Share

Tujuh

“Assalamu’al…” Atihsa tercekat saat menatap seseorang yang tengah tersenyum kearahnya duduk disamping sang oma.

“Jerome, kamu!” Atisha berucap dengan suara bergetar, sarat akan emosi menatap pria yang pernah menabur harapan lalu layu sebelum berkembang. Bodohnya Atisha pernah percaya bahwa cinta itu memang ada karena pria dihadapannya dan Atisha sungguh menyesali kebodohannya itu, karena pada akhirnya semua hanyalah gurauan dan omong kosong.

“Akhirnya aku bisa ketemu kamu lagi Tisha,” Pria itu tersenyum lebar berjalan mendekatinya, namun Atisha justru mundur menggenggam tangan Raffan. Membuat Jerome berhenti dan berdiri kaku, menyadari bahwa mungkin ia terlambat, kini Atisha bersama si sulung Ghifari.

“Jerome Alvaro, saya tidak menyangka bisa bertemu anda disini,” Raffan berucap ramah, mencoba mencairkan kebekuan diantara mereka. Bagaimanapun dalam dunia bisnis, hubungan keluarga mereka terjalin dengan baik.

“Raffan Ghifari, senang bisa bertemu anda,” Jerom mengulurkan tangannya, namun tangan Atisha sepertinya enggan melepas genggamannya dari tangan Raffan. Membuat Jerome menghela nafas berat sebelum menjatuhkan tangannya dengan hampa.

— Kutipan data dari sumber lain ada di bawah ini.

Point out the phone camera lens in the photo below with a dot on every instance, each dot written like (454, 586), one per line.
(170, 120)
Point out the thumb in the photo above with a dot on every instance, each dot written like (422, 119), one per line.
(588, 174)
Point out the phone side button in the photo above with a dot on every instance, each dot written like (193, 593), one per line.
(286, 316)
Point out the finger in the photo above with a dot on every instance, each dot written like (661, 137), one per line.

“Sorry, sepertinya calon istri saya dalam mode posesifnya,” Raffan berucap sambil tersenyum gemas pada tingkah perempuan di sampingnya.

“Calon istri?” Jerome berucap kaget, sementara Raffan menatap penasaran pada Jerome, entah hubungan apa yang pernah terjalin diantara Jerome dan perempuan di sampingnya.

“Tisha, kamu nggak bisa ngelakuin ini,” pria itu berucap dengan sorot kecewa. Namun Atisha justru mengabaikan pria itu, lalu berjalan menghampiri sang Oma yang sedang terlelap. Sementara Raffan memilih menyingkir dan duduk di sofa.

“Maaf, maksud kamu?” Atisha akhirnya angkat suara namun enggan menoleh.

“Kita udah bersumpah Sha, kamu nggak mungkin lupa.”

“Oh ya? sepertinya bukan saya yang lupa. Cukup, kita nggak mungkin bahas hal konyol itu disaat kita sudah sama-sama dewasa.”

“Atisha, aku sebaiknya menunggu di luar saja,” Raffan beranjak, tak sebaiknya berada diantara mereka saat dua orang di depannya tengah mempertanyakan hubungan mereka.

“Nggak usah Raff, nggak ada yang penting untuk kami bicarakan kok,” Atisha melirik arlojinya.

“Kita mau ke rumah orang tua kamu kan? Lagian oma juga udah pulas banget nih, kalau nunggu oma bangun, bakal keburu larut malam buat ketemu keluarga kamu.” Raffan hanya bisa mengangguk. Sementara Jerome hanya terdiam kaku.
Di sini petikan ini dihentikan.